La Commission conteste cette thèse en faisant valoir, sur le plan procédural, que l'on ne saurait prendre cet argument en considération, étant donné qu'il n'avait pas été avancé au cours de la phase précontentieuse. Elle fait ensuite valoir, sur le fond, que l'assujettissement des importations d'armement au régime de la TVA ne porterait pas atteinte aux intérêts espagnols parce que la charge qui en résulterait pour l'État serait minime quant à sa portée, et parce que, en tout état de cause, les autorités espagnoles n'ont fourni - alors qu'elles y étaient tenues - aucune preuve du préjudice que l'assujettissement des opérations en question à la TVA aurait pu occasionner aux intérêts essentiels de la sécurité nationale.

7 Le gouvernement espagnol fait en outre valoir qu'en tout état de cause les exonérations de TVA contenues dans la loi n_ 6/87 doivent être tenues pour légales en application de l'article 28, paragraphe 3, sous b), de la sixième directive, qui permet aux États membres de continuer à exonérer de la TVA les opérations visées à l'annexe F dans les conditions prévues en leurs ordres juridiques nationaux au moment de l'entrée en vigueur de la directive, à savoir, à la date du 1er janvier 1978. L'article 28, paragraphe 3, sous b), doit en effet également trouver à s'appliquer en faveur des États qui, comme le royaume d'Espagne, sont devenus membres de la Communauté après la date précitée; s'il n'en était pas ainsi, il se produirait une discrimination de traitement entre «anciens» et «nouveaux» États membres dans les conditions de concurrence dont s'inspirent les règles communautaires d'harmonisation fiscale et l'on accorderait, sans l'ombre d'une justification, des avantages concurrentiels considérables en faveur des «anciens» États membres. Selon le royaume d'Espagne donc, on devrait reconnaître également aux nouveaux États membres la possibilité de se prévaloir de la faculté prévue à l'article 28, paragraphe 3, sous b), de la sixième directive, même si cette faculté n'est pas expressément prévue dans le traité d'adhésion.
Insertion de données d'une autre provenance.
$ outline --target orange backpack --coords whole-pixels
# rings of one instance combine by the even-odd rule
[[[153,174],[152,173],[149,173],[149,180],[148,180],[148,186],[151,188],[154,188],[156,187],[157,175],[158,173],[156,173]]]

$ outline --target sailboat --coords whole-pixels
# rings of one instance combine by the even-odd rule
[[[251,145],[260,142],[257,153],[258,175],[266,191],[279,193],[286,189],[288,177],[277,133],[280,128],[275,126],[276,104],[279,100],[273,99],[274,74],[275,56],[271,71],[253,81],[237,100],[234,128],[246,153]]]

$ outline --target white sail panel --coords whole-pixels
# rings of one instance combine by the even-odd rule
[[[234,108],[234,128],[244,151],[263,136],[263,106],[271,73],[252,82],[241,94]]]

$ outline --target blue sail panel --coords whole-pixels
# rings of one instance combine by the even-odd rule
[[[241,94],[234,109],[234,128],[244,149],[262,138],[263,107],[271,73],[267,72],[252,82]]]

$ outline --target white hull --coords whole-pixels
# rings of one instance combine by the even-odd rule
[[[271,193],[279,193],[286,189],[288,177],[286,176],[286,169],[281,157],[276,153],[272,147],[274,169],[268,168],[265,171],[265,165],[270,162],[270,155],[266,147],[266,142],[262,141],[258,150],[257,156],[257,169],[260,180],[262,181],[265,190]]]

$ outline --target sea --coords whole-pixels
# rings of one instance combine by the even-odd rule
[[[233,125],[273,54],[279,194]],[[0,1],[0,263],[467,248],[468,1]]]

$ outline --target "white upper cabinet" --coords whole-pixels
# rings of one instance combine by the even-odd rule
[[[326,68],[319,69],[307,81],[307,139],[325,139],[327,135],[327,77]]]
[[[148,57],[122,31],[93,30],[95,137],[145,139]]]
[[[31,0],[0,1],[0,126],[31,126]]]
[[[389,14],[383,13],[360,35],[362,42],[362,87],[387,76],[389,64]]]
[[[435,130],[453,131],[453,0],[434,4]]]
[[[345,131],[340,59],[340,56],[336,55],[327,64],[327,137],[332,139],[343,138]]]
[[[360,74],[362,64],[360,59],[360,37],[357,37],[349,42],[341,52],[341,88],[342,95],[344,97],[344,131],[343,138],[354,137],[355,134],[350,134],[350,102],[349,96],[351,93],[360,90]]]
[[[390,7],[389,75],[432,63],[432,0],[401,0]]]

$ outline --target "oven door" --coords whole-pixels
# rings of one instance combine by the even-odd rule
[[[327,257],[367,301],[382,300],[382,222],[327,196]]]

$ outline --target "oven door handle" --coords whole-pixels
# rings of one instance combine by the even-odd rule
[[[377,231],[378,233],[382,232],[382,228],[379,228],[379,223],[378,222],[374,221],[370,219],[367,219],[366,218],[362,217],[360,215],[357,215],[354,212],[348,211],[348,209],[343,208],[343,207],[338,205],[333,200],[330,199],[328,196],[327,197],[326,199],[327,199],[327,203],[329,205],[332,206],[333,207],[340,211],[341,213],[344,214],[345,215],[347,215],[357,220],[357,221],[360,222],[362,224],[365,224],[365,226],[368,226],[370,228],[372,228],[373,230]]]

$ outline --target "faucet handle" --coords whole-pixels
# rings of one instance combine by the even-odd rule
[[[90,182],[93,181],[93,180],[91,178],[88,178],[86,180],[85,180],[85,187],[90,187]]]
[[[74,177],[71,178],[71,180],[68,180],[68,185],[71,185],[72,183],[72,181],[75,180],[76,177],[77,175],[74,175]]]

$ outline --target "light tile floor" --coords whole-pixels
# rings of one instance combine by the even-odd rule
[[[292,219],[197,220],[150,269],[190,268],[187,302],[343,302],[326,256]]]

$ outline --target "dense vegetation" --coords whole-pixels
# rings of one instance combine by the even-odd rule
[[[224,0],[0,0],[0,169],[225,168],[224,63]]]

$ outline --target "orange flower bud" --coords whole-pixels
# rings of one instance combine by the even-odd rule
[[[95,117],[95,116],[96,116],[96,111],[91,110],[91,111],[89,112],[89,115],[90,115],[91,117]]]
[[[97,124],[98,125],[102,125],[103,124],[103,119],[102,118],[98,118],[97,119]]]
8 Enfin, le gouvernement espagnol fait valoir que les exonérations dont il est question ont été introduites dans son ordre juridique par la loi n_ 44 du 7 juillet 1982 (9), qui a exonéré de l'impôt de compensation des charges fiscales intérieures les importations de matériel pour les forces armées, et que la législation nationale (il s'agit de la loi n_ 30/85, précitée) qui a instauré la TVA, à la suite de l'adhésion du royaume d'Espagne à la Communauté à partir de son entrée en vigueur, c'est-à-dire du 1er janvier 1986, a absorbé ce régime de faveur. Les exonérations de TVA pour les opérations portant sur du matériel à usage militaire existaient donc déjà en royaume d'Espagne au moment de l'entrée de cet État dans la Communauté et pour cette raison, en application de l'article 28, paragraphe 3, sous b), il y aurait lieu de les tenir pour conformes à la directive dès le 1er janvier 1986.

Sur l'existence du manquement

9 En vertu de l'article 2, paragraphe 2, de la sixième directive sont soumises à la TVA toutes les importations de biens sur le territoire de la Communauté (10), à l'exception de celles exonérées sur la base de l'article 14 de ladite directive. En vertu de l'article 28 bis sont de même soumises à la TVA toutes les acquisitions intracommunautaires de biens effectuées à titre onéreux à l'intérieur du pays par un sujet passif agissant en tant que tel, à l'exception bien entendu des opérations exonérées selon l'article 28 quater, partie B, précité. Or, il ne saurait y avoir de doute sur le fait que les importations et les acquisitions de matériel militaire auxquelles s'applique la loi espagnole n_ 6/87 tombent dans le champ d'application de la sixième directive.

10 Cela posé, il importe d'établir, en premier lieu, si lesdites opérations peuvent, comme le soutient à titre principal le gouvernement espagnol, être considérées comme justifiées en application de la clause de sauvegarde visée à l'article 223, paragraphe 1, sous b), du traité, et, en second lieu, si, comme le soutient à titre subsidiaire le même gouvernement, ces opérations peuvent se ramener à l'une ou à plusieurs des hypothèses dans lesquelles la directive autorise les États membres à prévoir des exonérations et, partant, devraient être considérées comme légales dans ces limites.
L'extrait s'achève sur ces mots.